Inference

Senior Inference Platform Engineer

Build and evolve Jarvis Labs inference-as-a-service for open and custom AI models. Own performance, reliability, runtime integrations, benchmarks, APIs, and production behavior.

Apply via build@jarvislabs.ai

Jarvis Labs is building a modern inference-as-a-service platform for open and custom AI models. Customers should be able to choose a model, choose a serving runtime such as vLLM, SGLang, Ollama, or similar systems, tune the right configuration, and deploy a highly optimized production endpoint without fighting infrastructure.
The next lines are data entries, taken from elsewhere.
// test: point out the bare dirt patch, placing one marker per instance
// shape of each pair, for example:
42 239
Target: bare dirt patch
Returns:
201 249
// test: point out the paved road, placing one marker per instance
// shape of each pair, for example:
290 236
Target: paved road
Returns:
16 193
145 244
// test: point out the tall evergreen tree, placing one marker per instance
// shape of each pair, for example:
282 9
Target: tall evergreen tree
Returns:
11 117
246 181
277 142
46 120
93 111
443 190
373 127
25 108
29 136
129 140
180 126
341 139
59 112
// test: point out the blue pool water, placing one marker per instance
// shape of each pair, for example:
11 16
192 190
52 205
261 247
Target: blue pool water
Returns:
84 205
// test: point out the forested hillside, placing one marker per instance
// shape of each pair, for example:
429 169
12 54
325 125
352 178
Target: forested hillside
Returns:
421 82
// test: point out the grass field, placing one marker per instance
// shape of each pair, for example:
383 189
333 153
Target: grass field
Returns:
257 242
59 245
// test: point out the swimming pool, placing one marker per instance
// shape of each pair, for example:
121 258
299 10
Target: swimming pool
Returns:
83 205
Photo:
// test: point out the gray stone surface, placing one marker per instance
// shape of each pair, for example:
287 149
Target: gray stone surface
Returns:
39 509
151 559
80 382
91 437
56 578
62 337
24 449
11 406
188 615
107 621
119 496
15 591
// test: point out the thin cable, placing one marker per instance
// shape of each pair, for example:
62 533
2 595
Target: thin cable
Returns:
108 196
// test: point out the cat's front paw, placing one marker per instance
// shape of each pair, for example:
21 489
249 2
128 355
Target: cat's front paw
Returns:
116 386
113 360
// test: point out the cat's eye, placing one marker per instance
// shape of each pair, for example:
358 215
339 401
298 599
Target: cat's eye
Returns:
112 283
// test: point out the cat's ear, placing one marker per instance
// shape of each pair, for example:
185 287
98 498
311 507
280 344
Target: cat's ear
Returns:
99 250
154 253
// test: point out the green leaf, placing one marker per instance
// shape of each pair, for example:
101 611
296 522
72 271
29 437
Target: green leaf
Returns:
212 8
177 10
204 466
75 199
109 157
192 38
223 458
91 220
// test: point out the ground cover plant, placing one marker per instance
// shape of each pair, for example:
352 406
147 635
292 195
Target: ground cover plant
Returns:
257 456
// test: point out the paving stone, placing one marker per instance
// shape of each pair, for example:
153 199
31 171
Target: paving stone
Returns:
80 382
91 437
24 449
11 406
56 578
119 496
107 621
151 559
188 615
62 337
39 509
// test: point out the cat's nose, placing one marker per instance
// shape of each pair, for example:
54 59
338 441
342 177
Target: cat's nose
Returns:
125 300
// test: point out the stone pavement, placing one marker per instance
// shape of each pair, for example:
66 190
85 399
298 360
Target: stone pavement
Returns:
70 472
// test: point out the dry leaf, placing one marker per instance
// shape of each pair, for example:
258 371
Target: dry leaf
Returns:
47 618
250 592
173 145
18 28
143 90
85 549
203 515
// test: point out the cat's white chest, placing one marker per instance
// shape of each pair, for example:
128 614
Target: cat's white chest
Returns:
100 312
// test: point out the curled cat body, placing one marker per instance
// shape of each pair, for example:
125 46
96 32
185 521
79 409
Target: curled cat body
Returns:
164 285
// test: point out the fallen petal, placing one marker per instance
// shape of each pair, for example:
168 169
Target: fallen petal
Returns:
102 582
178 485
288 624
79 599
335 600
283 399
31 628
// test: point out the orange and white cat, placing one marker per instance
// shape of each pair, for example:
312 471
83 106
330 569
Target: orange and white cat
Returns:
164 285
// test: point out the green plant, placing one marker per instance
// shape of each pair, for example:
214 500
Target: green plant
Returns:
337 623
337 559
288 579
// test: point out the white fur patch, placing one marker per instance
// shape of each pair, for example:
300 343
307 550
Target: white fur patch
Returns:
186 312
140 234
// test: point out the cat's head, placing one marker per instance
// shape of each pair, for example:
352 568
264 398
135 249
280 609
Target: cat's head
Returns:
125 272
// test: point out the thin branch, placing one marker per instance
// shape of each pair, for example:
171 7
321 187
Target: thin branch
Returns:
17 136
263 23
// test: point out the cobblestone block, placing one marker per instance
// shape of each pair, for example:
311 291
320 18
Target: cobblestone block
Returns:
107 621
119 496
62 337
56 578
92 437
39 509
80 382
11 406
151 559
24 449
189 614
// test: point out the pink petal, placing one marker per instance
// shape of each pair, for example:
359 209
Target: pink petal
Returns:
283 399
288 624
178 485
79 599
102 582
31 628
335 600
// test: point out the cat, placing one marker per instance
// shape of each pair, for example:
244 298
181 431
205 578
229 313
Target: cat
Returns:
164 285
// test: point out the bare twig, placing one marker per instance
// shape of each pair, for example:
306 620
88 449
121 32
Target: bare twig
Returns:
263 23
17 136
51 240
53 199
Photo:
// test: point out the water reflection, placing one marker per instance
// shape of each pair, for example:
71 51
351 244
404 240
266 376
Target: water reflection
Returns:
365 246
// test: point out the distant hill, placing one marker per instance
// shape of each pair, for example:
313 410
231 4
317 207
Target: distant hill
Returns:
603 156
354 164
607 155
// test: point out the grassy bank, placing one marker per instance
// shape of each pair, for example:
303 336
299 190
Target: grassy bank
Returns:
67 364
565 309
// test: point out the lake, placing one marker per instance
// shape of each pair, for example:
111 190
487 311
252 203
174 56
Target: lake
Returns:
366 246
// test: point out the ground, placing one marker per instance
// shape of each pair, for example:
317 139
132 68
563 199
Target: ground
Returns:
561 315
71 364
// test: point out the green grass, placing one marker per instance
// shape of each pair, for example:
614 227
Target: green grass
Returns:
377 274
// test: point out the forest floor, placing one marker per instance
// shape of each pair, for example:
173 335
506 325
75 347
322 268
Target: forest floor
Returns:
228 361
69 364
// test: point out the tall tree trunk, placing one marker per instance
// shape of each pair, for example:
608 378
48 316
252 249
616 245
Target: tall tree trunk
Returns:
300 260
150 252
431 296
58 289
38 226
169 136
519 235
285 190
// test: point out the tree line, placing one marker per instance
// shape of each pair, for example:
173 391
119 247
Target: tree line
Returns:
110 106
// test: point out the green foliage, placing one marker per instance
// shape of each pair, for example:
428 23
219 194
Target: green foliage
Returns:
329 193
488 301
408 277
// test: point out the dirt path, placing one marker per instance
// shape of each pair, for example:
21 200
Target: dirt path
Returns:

We are looking for senior engineers who can build this product like owners. This is not a narrow backend role. You will work across distributed systems, model serving, GPU performance, reliability, APIs, benchmarks, customer workload patterns, and production operations.

What You Will Own

Build and evolve Jarvis Labs inference-as-a-service from early internal product to a state-of-the-art customer-facing platform.
Integrate and optimize inference runtimes such as vLLM, SGLang, Ollama, TensorRT-LLM, Triton, and future serving stacks when they matter.
Improve throughput, latency, time-to-first-token, cost per token, GPU utilization, autoscaling behavior, and production reliability.
Design configuration surfaces that let customers choose models, precision, quantization, batching, context length, replicas, GPU type, and runtime-specific parameters without unnecessary complexity.
Build benchmarking and regression systems for common models and workloads: Gemma, Qwen, Llama, multimodal models, diffusion/video models, and customer-specific deployments.
Debug hard serving issues across GPU memory, KV cache behavior, speculative decoding, batching, networking, storage, container startup, runtime bugs, and customer traffic patterns.
Work with Forward Deployed AI Engineers when customers need deep inference optimization or production debugging.
Write the docs, examples, runbooks, and technical notes needed for customers and internal teams to trust what you build.

What We Are Looking For

Strong distributed systems, backend, platform, or infrastructure engineering experience.
Proven ownership of production systems where performance and reliability mattered.
Strong debugging instincts under ambiguity.
Practical understanding of Linux, containers, networking, observability, and production operations.
Ability to learn AI inference deeply if you have not already worked in AI products.
Comfort using AI coding tools like Claude Code or Codex while remaining responsible for correctness and quality.
High agency in a flat team: you do not wait to be assigned tickets before making progress.

Strong Pluses

Experience with vLLM, SGLang, TensorRT-LLM, Triton, Ollama, TGI, llama.cpp, or similar inference stacks.
Understanding of KV cache, speculative decoding, prefix caching, continuous batching, quantization, parallelism, and GPU memory tradeoffs.
Experience with Kubernetes, GPU scheduling, model gateways, inference APIs, or multi-tenant serving.
Prior work at an AI cloud, ML platform, model-serving company, or high-scale backend platform.
Experience publishing benchmarks, technical docs, or reference deployments.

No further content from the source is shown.